È in questa veste cantautoriale che l'americano si presenta sul palco. Alle sue spalle una sobria scenografia che ricalca l'ambiente casalingo della copertina dell'ultimo disco, There Are No Goodbyes: non a caso la serata proposta da Spazio 211 porta il titolo di At home with Sophia e il poco pubblico coraggioso e umidiccio che ha affrontato caparbiamente uno dei primi temporali della stagione rende l'atmosfera ancora più intima.
Si inizia con vecchi classici che riscaldano il cuore dei fans: If Only, So Slow e il morbido arpeggiare di Ship in the Sand, canzone proposta esclusivamente dal vivo e contenuta nella raccolta live De Nachten. La chitarra non è amplificata per permettere a un microfono poli-direzionale di lusso di captare sia la voce sia lo strumento. Questo perchè, spiega il padrone di casa Robin, il concerto sarà registrato e condiviso con il pubblico pagante. Elegante come sempre, con la sua immancabile camicia scura e un paio di mocassini piuttosto rumorosi, il signor Sophia è uno che non nasconde l'emozione: le dite tremolanti che si poggiano incerte sui tasti della chitarra non sono di certo quelle di un inesperto ma di un timido cantastorie, che soffre visibilmente nel rituffarsi in quelle canzoni del secolo scorso. Are You Happy Now, The Sea e I Left You, con il suo epico crescendo finale, sono ballate che ogni chitarrista ha sempre tentato di scrivere dopo una delusione sentimentale o una notte passata a guardare le stelle, senza mai riuscirci così efficacemente. Gli si può rimproverare il fatto di scrivere brani tutte molto simili, testi che evocano sempre il tema di mancanza, solitudine, morte e musiche imperniate su quel Do nona che è e rimarrà l'accordo malinconico per eccellenza; ma riuscire a zittire e immobilizzare un pubblico solitamente chiacchierone e poco attento con quelle leggere note non amplificate è la dimostrazione che la penna di Robin Proper-Sheppard non ha ancora esaurito l'inchiostro.

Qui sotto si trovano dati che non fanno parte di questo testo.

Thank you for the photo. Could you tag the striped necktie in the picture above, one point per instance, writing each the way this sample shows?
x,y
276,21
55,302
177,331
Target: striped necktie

Unica caduta di stile della serata è la base registrata vagamente new age di Storm Clouds, troppo invadente e patinata per l'autore stesso, che ammette col sorriso sulle labbra: "esperimento non riuscito". Fortunatamente il nostro uomo si rivela anche un simpatico intrattenitore, scherza durante le pause raccontando scene della serie TV Friends per poi negare con imbarazzo di guardare la celebre sit-com e bacchetta con ironia qualche molesto disturbatore della quiete acustica.
Si chiude con Signs dall'ultimo album e la meno recente ma ancor più delicata Another Trauma, per la quale mi vergogno persino del debole clic della macchina fotografica che pare echeggiare come un intruso tra le mura bagnate del club di via Cigna.
Prima che lo Spazio 211 chiuda i battenti mi fermo a scambiare quattro parole con Robin. Gli chiedo qual'è la canzone dei Sophia che preferisce. Something, mi dice. Come dagli torto: lenta e triste come tutte le altre, ma con in più una splendida e dolce voce femminile a fare da controcanto. "Peccato però che stasera mancasse quella voce", ribatto. Mi risponde mentre qualcuno del locale cerca di spingermi fuori, sotto la pioggia, per andare prima a dormire: "No, è stata emozionante: c'eravate voi, là sotto, a cantare quella parte".